In January 2020, Sequans opened an R&D center in Israel specifically to support and accelerate development of its 5G products, including the 5G-compliant Monarch LTE-M/NB-IoT solutions and the new Taurus 5G chip. Sequans established an MCU partnership with Microchip whereby its Monarch technology is integrated with Microchip's MCU solutions. Sequans built in partnership with Verizon a new solution called Monarch Go that integrates Sequans connectivity module with an already tuned antenna and a Verizon SIM, simplifying the design process for IoT device makers, The solution subsequently won an “IoT Innovations Award” from Connected World Magazine and was then adopted by Avnet to build a new development kit. In April 2020 Samea integrated Sequans’ Monarch module into its smart building sensor, and in May 2020, CoreKinect adopted Sequans Monarch technology to connect its new line of Zenith™ asset tracking solutions. Following earlier deals with NXP and Microchip, Sequans inked another MCU partnership deal with Renesas in October for LTE-M solutions and then expanded the deal In January 2021 to include 5G solutions. That same year, Sequans introduced the second generation of its Monarch technology that features a 60 percent improvement in power consumption over first generation Monarch and adds integrated MCU, and high level EAL5+ security for integrated SIM.

In January 2021, Sequans and e-Peas demonstrated energy harvesting as applied to IoT communications module, using Sequans Monarch platform and e-Peas IC, demonstrating the ability of energy harvesting to power IoT devices indefinitely without batteries. early 2021, Withings adopted Sequans Monarch 2 technology to build its next generation of ehealth devices, stating that it selected Monarch 2 because of its “unmatched low power consumption and small form factor.” Sequans also announced in early 2021 the second generation of its Calliope LTE Cat 1 chip, which delivers a data rate higher than Monarch for LTE IoT devices using audio or voice that need a higher rate. In February, the French government announced funding for new national industrial 5G projects and Sequans was one of the recipients. Sequans was awarded 8.45 million euros. The prefect, Laurent Hottiaux, declared that Sequans is a “source of local pride.” In April 2021, Sequans secured $50 million in new financing to support 5G development. In May, AmericanPharma adopted Sequans’ Monarch technology for an LTE-M based monitoring system for COVID-19 shipments and storage in the US. In June, Sequans’ CBRS modules were adopted by BEC Technologies and Amit for distance learning devices used in private networks running on CBRS spectrum.  In October, Qastle announced that it had adopted Sequans Monarch Go solution for its new Smart Alarm Controller, And JACS announced it is using Sequans Cassiopeia CBRS module to connect its new ruggedized 4G tablet.

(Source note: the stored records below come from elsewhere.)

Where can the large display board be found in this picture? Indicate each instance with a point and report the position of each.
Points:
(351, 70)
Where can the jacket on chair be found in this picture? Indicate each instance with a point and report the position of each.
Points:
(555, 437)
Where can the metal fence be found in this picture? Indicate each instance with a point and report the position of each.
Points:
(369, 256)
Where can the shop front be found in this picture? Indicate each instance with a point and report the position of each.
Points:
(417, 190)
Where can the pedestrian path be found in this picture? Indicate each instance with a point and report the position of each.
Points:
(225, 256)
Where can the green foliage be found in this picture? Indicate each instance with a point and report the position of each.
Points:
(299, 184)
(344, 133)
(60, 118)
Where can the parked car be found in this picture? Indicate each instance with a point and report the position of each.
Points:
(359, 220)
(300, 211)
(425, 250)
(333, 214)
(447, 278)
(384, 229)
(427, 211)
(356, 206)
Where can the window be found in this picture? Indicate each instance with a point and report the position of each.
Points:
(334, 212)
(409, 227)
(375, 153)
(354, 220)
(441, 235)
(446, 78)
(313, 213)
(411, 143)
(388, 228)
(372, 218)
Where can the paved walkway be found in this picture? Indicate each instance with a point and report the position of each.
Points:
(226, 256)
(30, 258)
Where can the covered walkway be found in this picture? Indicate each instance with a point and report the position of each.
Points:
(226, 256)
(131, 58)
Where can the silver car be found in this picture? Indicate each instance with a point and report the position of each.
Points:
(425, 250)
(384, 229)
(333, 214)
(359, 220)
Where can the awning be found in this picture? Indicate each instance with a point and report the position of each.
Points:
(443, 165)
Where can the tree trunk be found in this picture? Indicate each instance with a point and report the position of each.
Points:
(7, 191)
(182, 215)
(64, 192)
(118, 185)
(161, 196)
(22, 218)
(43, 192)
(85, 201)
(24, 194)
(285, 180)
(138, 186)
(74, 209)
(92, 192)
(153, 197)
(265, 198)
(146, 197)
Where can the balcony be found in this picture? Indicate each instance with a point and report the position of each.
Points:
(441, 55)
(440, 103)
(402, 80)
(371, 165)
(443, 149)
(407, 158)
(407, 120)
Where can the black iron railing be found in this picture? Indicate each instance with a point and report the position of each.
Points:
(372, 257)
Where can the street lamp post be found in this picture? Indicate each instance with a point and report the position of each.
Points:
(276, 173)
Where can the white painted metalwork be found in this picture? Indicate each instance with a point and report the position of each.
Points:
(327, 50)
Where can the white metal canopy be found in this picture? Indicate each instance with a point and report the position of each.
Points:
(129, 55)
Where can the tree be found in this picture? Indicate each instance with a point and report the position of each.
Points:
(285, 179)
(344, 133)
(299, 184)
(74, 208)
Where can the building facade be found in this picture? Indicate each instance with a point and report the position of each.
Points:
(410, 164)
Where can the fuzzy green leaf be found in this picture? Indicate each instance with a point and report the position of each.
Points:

In December 2021, Sequans delivered the industry's first GSMA-compliant integrated SIM (iUICC), which is Common Criteria certified and available on its Monarch 2 LTE-M/NB-IoT chip. The company also announced the availability of integrated GNSS on Monarch 2 via partnership with Nestwave. Sequans then partnered with EchoStar, a leading satellite operator, to provide LTE band 65 support on its Cassiopeia platform, thus enabling satellite/LTE communications on Echostar's network.

In January 2022, Sequans was selected by Ubiik to supply connectivity for Taiwan Power Company's advanced metering infrastructure (AMI) network. In April, Sequans was selected by Infrafon to provide the connectivity for its Smart Badge, which is an intelligent name tag with smartphone functions that can be worn on clothing as a wearable.